China, VW's largest single market, saw deliveries collapse 36.6% to 424K units. Global EV deliveries fell 4.2% to 238K units.
US EV deliveries dropped 49% to just 5,800 after federal subsidies expired and new tariffs took effect.
Profit has also deteriorated sharply. Net profit fell 28% to 1.56B euros in Q1 2026, with revenue down 2.5% to 75.7B euros year-over-year.
VW shares have lost more than 30% of their value since the start of 2026 and slipped roughly 1% on Friday after the board meeting results became public.
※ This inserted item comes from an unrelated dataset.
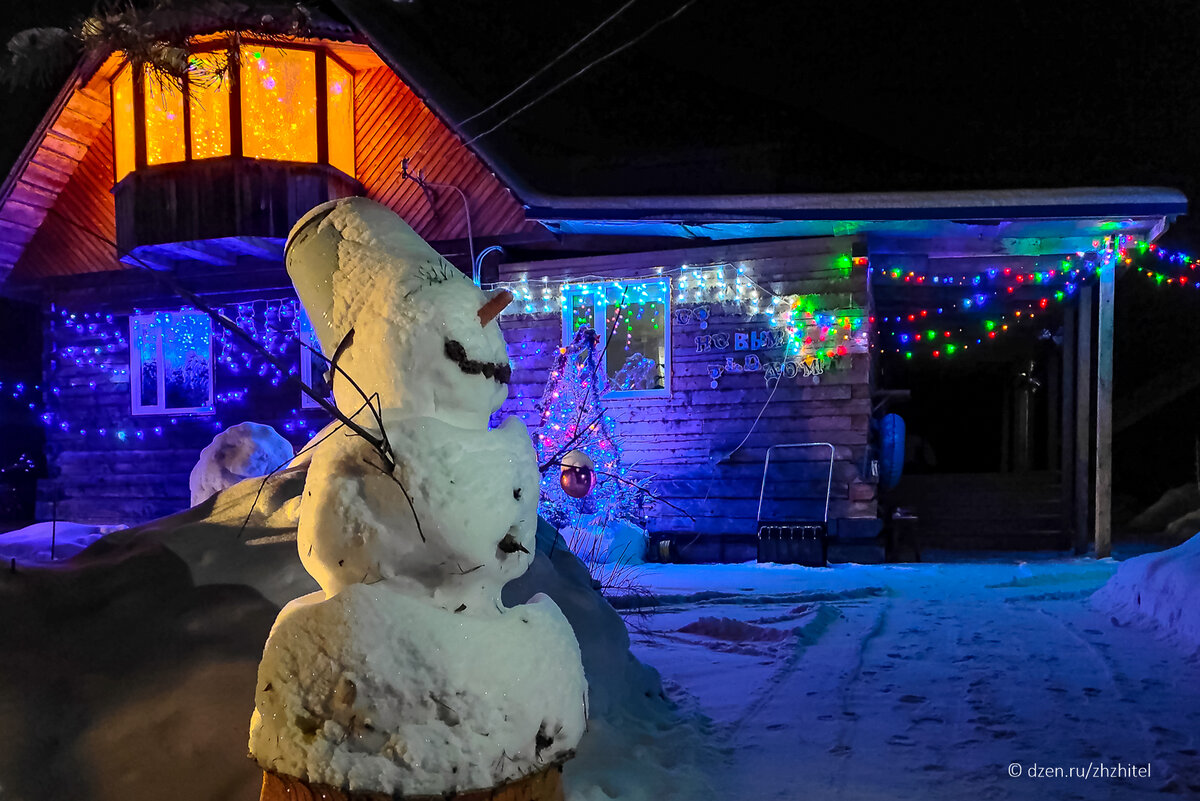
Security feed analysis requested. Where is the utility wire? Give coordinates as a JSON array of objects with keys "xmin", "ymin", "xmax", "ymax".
[
  {"xmin": 458, "ymin": 0, "xmax": 637, "ymax": 127},
  {"xmin": 466, "ymin": 0, "xmax": 696, "ymax": 145}
]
Jefferies analysts said VW's update offered no indication of progress toward plant closures, a five-year investment plan, or additional headcount reductions. Bernstein called the plan long on ideals but very short on specifics.
VW's current labor deal includes a strike truce, but unions have threatened escalation if management seeks to reopen job security commitments beyond a previously agreed 50K reduction by 2030.
The next few years will decide who will play a decisive role in the automotive industry in the future."
Oliver Blume, Volkswagen Group CEO
To shore up its balance sheet, VW sold a majority stake in a unit called Everllence in late June, generating roughly 7.4B euros in cash proceeds.
Potential divestitures of luxury brands like Lamborghini and motorcycle maker Ducati remain under discussion.
The company employs roughly 657K people worldwide, and none of them yet know what the capacity cuts will mean for their jobs.